Lorsqu'ils croisent par hasard la route de Marie-Adélaïde Lenormand, fameuse cartomancienne connue pour ses visions concernant l'avenir, celle-ci s'intéresse à leur quête. Mais la curiosité de la Sibylle va rapidement être mise à mal par des visions atroces, des visions de mort qui touchent ces hommes courageux mais bien inconscients du danger qui les guettent.

Plus grave, ces visions impliquent la Sibylle elle-même et la voilà qui craint pour sa propre vie... Alors, quand les "Compagnons de Jéhu" tombent dans une embuscade mortelle, Marie-Adélaïde décide de braver la mort qui plane au-dessus d'elle, de reprendre l'enquête des Lyonnais et de retrouver celui qui se fait appeler "l'Innommable", fût-il Fouché ou... quelqu'un d'autre.

Un ennemi insensé, auteur d'un ouvrage terrifiant, "le traité des supplices", dont Marie-Adélaïde pourrait devenir, bien malgré elle et pour son plus grand malheur, un des chapitres...

Je vous le dis d'emblée, ça faisait quelque temps que je n'avais pas lu un roman aussi gore (sans doute depuis "de fièvre et de sang", de Sire Cédric). "Le traité des supplices" n'est pas à mettre entre toute les mains, en tout cas si vous êtes sensibles aux descriptions. Pour les plus solides d'entre vous, ce sera une lecture passionnante, pleine de suspense et d'action.

Après une première enquête au tout début de la Terreur, Nicolas Bouchard quitte le contexte plus frivole de "la Sibylle de la Révolution", pour nous entraîner dans les bas-fonds de la capitale et de l'âme humaine (oui, de temps en temps, je me permets un joli cliché...).

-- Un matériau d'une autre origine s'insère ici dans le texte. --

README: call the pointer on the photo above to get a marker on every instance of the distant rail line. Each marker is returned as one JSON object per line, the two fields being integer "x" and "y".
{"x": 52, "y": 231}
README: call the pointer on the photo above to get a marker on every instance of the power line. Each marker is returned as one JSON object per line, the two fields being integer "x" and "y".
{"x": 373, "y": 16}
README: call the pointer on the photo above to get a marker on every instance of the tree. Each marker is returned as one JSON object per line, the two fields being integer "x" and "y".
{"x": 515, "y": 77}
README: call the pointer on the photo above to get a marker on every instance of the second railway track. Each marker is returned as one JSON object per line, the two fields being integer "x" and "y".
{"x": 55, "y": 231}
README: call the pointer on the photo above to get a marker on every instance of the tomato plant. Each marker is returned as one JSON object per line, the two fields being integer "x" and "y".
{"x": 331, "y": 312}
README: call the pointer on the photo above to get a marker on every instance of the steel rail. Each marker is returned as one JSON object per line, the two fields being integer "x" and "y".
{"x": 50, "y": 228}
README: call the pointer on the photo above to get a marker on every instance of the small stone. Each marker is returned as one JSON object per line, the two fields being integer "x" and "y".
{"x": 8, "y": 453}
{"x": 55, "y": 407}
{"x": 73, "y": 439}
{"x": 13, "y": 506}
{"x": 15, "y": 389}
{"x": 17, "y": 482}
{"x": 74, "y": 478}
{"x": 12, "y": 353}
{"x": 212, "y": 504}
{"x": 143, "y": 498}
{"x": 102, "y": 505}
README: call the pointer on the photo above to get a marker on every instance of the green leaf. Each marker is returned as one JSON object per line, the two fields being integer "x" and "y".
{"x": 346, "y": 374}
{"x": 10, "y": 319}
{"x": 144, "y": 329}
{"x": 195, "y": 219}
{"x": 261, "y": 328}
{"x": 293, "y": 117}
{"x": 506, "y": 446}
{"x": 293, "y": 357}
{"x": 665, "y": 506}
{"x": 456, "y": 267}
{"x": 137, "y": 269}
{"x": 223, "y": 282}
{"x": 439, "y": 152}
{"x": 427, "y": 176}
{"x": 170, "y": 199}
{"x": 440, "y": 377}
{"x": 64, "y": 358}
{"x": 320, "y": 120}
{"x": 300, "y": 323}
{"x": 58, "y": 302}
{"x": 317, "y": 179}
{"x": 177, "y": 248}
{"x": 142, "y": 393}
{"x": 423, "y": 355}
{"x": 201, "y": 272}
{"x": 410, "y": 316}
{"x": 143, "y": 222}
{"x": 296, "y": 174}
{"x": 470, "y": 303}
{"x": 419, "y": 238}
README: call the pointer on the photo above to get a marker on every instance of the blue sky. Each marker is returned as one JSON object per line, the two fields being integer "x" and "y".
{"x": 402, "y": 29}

Une occasion de rappeler les exactions commises sous la Terreur, pas seulement en Vendée, mais donc également à Lyon, sous la houlette de Fouché, déjà cité, et du tout aussi sinistre Collot d'Herbois.

A cet égard, une étonnante comparaison m'est venue à l'esprit en lisant ce roman : "le traité des supplices" m'a rappelé "les Bienveillantes", le roman si controversé et pourtant si récompensé de Jonathan Littell. Evidemment, les contextes historiques et les histoires développées dans ces deux ouvrages sont très différents, mais il y a un point commun, je trouve : l'ombre propice que procurent à des monstres les époques les plus monstrueuses de notre Histoire.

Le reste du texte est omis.